33' Happines

1K 48 0
                                    

Mereka sampai di rumah masing-masing. Bu Laras sangat senang melihat putranya sangat terlihat bahagia saat itu. Tugas ke Amerika pun telah diambil alih oleh Gunawan, sepupu Alan yang berasal dari keluarga besar mereka. Kini, Alan telah bebas memikirkan perasaannya.

Alan pergi melangkah ke kamar Arda.

"Ngapain lo?"

"Kenapa?" tanya balik Arda.

Alan langsung memeluk adiknya itu dan membuatnya risih.

"Lo emang adek gue yang paling baik, makasih makasih makasih." Alan memeluk erat Arda sampai adiknya merasa sesak.

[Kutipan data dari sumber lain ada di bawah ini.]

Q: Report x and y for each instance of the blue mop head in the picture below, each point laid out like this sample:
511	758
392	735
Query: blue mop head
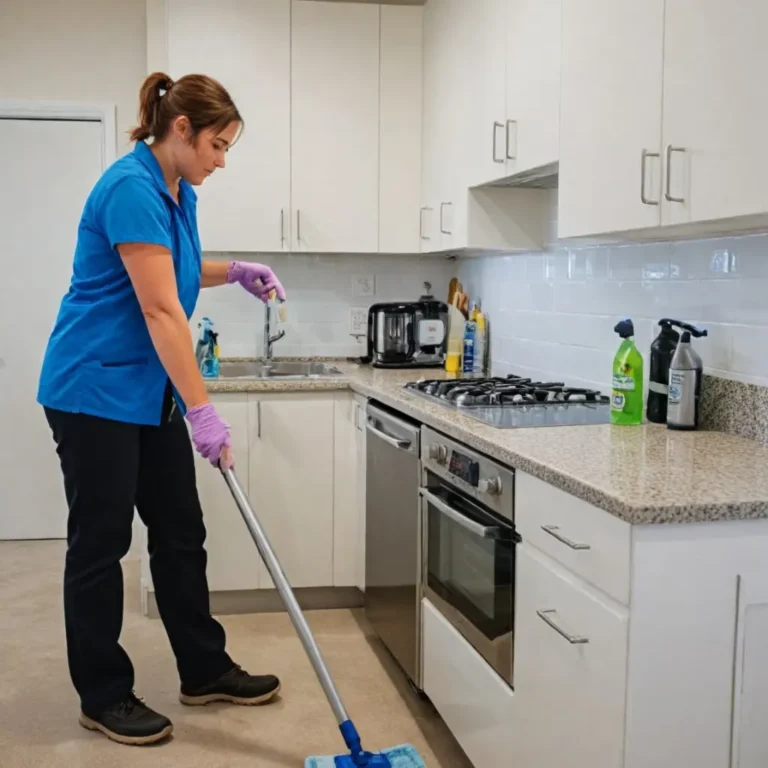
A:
402	756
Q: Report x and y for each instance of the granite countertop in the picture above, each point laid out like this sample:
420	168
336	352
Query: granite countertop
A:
643	475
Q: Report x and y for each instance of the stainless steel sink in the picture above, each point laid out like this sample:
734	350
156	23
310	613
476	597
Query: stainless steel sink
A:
276	370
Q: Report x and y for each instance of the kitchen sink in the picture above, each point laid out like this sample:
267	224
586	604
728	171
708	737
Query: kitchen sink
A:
277	370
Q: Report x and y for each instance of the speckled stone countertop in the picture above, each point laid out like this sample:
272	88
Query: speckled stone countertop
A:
644	475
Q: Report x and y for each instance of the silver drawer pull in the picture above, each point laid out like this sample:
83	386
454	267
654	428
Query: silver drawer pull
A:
553	530
572	639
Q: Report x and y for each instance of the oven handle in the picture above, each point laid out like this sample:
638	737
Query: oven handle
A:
485	532
393	441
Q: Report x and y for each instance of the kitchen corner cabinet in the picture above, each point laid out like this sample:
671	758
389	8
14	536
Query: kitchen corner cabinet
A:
464	66
300	456
246	45
330	158
683	147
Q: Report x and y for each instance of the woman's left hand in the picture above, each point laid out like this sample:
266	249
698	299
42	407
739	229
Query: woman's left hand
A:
258	279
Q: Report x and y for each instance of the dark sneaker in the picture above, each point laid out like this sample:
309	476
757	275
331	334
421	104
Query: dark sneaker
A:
236	686
129	722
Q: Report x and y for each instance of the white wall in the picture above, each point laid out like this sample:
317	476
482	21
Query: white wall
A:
320	295
76	50
552	313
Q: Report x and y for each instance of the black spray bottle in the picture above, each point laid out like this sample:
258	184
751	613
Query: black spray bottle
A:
662	352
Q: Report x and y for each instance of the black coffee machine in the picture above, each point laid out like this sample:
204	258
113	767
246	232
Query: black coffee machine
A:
408	334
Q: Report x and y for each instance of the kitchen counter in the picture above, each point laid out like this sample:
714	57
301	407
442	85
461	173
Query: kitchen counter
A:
643	475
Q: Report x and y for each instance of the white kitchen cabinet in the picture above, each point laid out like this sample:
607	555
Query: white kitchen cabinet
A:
335	126
610	112
476	704
291	480
570	669
532	126
246	45
400	128
457	146
715	60
346	515
750	738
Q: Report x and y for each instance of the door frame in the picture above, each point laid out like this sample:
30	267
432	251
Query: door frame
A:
86	111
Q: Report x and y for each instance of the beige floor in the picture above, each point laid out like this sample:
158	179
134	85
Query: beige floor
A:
38	708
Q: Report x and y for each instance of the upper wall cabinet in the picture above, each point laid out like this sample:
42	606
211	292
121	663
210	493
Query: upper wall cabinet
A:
660	125
330	92
464	85
246	45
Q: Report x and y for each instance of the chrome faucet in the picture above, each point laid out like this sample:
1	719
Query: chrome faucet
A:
269	338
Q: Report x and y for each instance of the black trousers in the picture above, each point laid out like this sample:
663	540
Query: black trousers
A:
109	467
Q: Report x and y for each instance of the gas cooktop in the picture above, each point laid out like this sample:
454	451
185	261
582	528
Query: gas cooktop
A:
516	401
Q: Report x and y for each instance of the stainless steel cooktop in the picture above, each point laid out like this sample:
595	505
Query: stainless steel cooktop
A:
516	401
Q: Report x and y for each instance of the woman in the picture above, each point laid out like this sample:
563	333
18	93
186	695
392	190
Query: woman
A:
118	377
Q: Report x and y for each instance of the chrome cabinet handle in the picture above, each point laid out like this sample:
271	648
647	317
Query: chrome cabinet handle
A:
644	155
572	639
553	530
444	231
668	187
509	123
484	532
496	127
395	442
421	223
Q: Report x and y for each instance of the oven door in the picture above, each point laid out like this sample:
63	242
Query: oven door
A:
468	570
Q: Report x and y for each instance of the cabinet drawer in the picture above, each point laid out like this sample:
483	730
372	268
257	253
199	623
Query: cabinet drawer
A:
474	701
570	669
591	542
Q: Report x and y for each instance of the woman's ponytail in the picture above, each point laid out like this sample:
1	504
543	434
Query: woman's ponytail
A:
154	87
201	99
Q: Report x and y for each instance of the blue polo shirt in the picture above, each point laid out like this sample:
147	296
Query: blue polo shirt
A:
100	359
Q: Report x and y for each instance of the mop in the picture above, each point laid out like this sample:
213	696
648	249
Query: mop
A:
403	756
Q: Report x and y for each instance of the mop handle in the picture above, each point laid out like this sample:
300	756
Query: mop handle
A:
286	594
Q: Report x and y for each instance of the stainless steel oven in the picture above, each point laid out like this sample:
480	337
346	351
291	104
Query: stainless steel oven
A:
469	543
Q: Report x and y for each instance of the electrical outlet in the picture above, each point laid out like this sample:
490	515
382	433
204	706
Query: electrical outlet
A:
358	321
363	285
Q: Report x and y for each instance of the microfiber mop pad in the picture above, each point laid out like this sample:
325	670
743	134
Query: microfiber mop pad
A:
402	756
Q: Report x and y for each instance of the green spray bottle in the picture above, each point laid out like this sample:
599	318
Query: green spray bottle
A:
627	391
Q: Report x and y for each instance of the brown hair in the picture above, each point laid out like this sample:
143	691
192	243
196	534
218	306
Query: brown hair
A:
203	100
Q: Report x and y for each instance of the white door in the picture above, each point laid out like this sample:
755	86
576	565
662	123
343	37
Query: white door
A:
715	62
335	126
291	481
48	170
245	44
532	130
610	112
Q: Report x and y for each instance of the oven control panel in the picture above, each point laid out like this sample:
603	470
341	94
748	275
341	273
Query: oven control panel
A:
475	474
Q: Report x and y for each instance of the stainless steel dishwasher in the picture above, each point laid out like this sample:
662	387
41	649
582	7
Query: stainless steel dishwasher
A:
393	536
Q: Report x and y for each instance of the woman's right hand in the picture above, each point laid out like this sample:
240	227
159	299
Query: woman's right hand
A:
210	435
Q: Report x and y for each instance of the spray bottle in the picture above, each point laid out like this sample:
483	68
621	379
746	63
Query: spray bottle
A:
627	389
662	352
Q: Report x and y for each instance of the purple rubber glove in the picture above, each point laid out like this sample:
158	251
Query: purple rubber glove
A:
257	279
210	435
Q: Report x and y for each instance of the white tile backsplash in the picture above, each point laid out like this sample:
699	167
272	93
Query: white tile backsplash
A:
552	313
320	294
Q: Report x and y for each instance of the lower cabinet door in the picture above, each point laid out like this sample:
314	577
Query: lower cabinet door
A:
570	670
475	703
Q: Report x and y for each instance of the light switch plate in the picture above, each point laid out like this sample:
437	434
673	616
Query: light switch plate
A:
363	285
358	321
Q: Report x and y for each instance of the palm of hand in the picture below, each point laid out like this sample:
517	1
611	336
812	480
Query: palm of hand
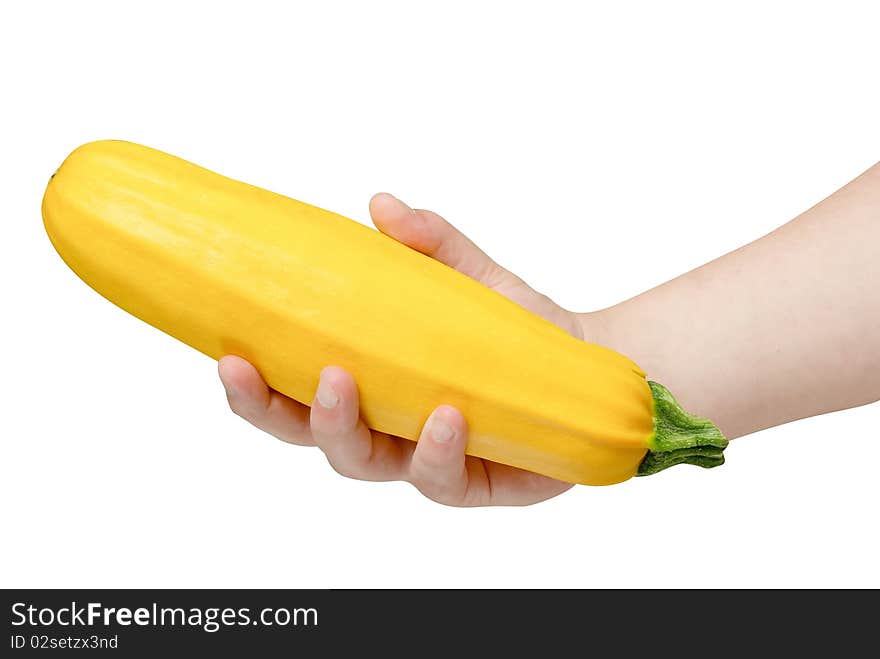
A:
436	464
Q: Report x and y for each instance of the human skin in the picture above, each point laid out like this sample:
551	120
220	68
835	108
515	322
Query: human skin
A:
783	328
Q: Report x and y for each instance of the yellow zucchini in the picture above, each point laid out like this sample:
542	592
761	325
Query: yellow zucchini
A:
229	268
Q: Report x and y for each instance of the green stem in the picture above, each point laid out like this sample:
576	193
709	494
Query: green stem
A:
679	437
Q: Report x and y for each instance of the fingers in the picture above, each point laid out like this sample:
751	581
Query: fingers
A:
351	448
430	234
268	410
438	467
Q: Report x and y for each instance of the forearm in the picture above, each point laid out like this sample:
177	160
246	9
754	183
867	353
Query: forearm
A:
783	328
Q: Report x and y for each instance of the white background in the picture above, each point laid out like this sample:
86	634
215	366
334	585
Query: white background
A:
596	150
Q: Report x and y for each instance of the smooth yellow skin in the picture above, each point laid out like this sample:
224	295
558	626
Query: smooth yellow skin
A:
229	268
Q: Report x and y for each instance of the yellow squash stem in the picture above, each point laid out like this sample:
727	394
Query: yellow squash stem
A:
679	437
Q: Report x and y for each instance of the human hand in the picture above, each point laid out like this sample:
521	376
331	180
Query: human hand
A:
437	464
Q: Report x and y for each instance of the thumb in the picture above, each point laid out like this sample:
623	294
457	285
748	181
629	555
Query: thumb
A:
430	234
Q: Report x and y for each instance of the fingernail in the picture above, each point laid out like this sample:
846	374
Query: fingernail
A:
441	431
327	396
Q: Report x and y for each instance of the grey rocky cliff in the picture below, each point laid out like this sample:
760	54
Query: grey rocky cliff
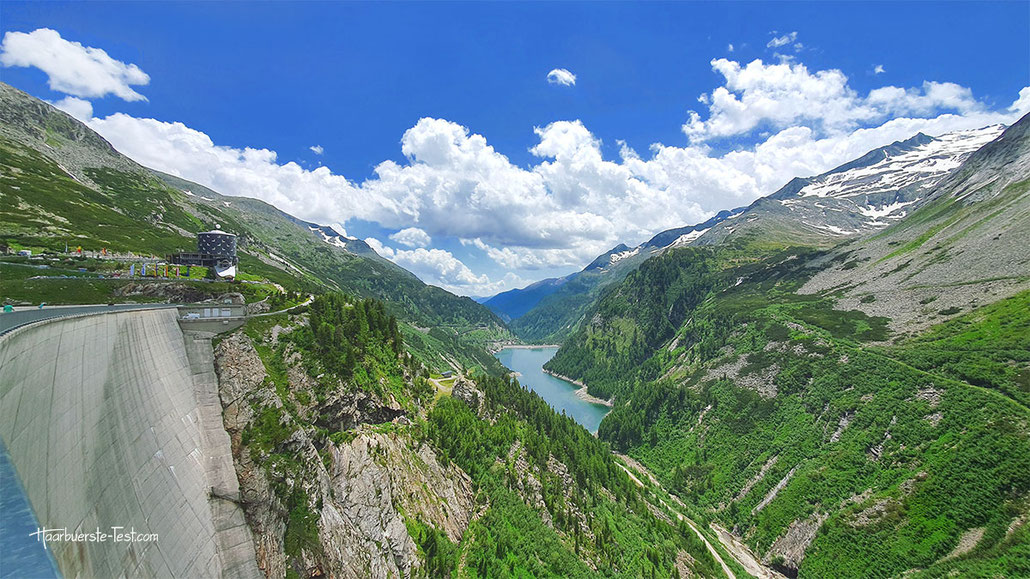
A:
361	485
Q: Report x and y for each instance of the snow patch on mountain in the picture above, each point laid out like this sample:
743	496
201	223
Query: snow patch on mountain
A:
922	166
688	237
616	258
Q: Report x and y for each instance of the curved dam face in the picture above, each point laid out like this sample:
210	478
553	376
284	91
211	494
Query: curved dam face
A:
109	422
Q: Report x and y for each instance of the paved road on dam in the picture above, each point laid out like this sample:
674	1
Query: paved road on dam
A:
112	421
28	314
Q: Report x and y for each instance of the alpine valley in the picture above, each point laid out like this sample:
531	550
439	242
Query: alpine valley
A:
831	381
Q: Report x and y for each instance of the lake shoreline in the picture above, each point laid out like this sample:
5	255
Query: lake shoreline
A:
564	396
581	393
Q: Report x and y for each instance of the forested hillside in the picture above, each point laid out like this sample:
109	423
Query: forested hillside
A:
833	441
341	435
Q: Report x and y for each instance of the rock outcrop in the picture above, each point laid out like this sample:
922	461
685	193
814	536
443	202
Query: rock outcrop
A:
333	505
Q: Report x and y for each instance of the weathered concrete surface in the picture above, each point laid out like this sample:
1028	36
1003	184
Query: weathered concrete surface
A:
234	542
103	426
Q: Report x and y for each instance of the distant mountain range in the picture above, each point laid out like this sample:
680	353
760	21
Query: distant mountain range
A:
864	195
68	185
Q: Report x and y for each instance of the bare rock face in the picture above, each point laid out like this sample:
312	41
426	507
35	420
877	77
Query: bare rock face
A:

"Bang ... emm .... lepas ih. Jijik tau gak gue. Gue tau gue ini gentle gak kayak lo."

"Masih berani lo bilang gitu depan abang lo." Alan menjitak kepala Arda.

"Ya, gue bisa liat senyum bang Alan sekarang," batin Arda menatap Alan dengan penuh rasa senang.

Sementara Alista pulang dengan wajah datar. Ia sungguh membuat panik Reka yang menyambutnya.

"Kakak kenapa?"

Alista langsung memeluk adiknya itu.

"Dia itu keterlaluan Rey, buat kakak selalu ngerasa kayak gini." Ia tersenyum sendu dipelukan adiknya.

"Maksud kakak, bang Alan?"

"Kamu kok tau?"

"Tau lah. Nih pesan masuk dari bang Alan, hp kakak tadi ketinggalan. Masih muda udah pikun." Reka terkekeh geli.

"Reka!" Alista mengambil paksa ponselnya dari tangan Reka.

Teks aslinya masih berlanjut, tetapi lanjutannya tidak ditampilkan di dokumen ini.